Se da una parte l’Italia è in piena recessione, a non temere crisi è l’imprenditoria cinese che continua a crescere nel nostro Paese: +6,1% a fronte del -1,6% di quella italiana. In Lombardia, in Toscana, nel Veneto e in Emilia Romagna si concentra il 60% circa degli imprenditori provenienti dalla Cina.
I settori maggiormente interessati dalla presenza degli imprenditori cinesi sono il commercio, con quasi 24.050 attività (con un buon numero di imprese concentrate tra i venditori ambulanti), il manifatturiero, con poco più di 18.2000 imprese (quasi tutte riconducibili al tessile-abbigliamento e calzature) e la ristorazione-alberghi e bar, con oltre 13.700 attività. Cresce invece la presenza di imprenditori cinesi nel settore dei servizi alla persona, ovvero tra i parrucchieri, le estetiste e i centri massaggi: il numero totale è di poco superiore alle 3.400 unità, ma tra il 2012 ed il 2013 l’aumento è stato esponenziale: +34%.

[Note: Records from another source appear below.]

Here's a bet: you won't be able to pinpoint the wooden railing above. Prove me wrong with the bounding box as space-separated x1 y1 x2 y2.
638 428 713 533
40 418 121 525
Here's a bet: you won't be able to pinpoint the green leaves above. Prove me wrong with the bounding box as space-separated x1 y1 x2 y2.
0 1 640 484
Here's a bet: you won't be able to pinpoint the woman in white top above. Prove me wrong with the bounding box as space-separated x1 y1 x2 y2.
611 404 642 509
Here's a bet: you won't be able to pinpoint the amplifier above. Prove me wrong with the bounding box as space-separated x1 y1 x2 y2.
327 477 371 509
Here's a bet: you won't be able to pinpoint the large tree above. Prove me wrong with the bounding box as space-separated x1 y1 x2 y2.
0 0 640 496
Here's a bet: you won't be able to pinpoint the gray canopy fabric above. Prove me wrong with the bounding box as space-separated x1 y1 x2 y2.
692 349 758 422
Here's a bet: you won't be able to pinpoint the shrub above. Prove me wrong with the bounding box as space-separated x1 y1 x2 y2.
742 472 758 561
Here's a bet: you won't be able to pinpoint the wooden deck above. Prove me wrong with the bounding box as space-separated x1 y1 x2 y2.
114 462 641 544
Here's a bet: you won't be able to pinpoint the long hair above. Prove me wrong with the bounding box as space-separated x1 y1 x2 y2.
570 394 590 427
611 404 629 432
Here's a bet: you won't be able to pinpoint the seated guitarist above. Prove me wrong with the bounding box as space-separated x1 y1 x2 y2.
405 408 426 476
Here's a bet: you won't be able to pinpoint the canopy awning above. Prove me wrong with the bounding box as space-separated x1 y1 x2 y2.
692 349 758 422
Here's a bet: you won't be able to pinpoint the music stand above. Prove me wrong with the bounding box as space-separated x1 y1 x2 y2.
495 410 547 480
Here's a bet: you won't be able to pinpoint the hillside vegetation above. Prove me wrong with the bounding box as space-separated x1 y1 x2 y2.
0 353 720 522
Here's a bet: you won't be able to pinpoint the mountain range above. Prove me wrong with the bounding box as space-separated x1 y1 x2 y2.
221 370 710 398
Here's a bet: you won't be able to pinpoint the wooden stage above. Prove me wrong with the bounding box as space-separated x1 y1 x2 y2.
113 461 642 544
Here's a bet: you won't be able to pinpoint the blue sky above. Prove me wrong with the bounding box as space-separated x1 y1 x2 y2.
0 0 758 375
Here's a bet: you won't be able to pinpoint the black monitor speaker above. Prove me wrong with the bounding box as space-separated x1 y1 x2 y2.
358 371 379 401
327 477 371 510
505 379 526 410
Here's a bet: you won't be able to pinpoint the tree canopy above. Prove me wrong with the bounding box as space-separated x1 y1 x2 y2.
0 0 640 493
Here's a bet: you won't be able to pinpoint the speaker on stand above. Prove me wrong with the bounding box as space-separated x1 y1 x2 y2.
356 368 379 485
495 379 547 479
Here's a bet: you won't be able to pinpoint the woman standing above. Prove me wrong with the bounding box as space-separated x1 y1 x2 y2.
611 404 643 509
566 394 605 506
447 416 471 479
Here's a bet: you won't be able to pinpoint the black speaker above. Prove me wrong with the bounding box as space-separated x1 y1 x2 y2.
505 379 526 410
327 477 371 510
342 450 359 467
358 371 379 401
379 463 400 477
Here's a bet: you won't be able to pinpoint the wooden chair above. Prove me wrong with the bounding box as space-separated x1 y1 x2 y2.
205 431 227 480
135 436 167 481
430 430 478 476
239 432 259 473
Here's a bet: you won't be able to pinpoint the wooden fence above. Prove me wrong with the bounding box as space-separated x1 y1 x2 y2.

“Sebbene in alcune aree del Paese esistano delle sacche di illegalità che alimentano il lavoro nero e il mercato della contraffazione – rileva il segretario Cgia Giuseppe Bortolussi – non dobbiamo dimenticare che i migranti cinesi si sono sempre contraddistinti per una forte vocazione alle attività di business. I cinesi, infatti, nel momento in cui lasciano il Paese d’origine, sono tra i migranti più abili nell’impiegare le reti etniche per realizzare il loro progetto migratorio che si realizza con l’apertura di un’attività economica”.
Ma la crescita non riguarda solo i cinesi. Le aziende guidate da stranieri, tra il 2012 e il 2013, sono aumentate del 3,1%, toccando, in valore assoluto, quota 708.317.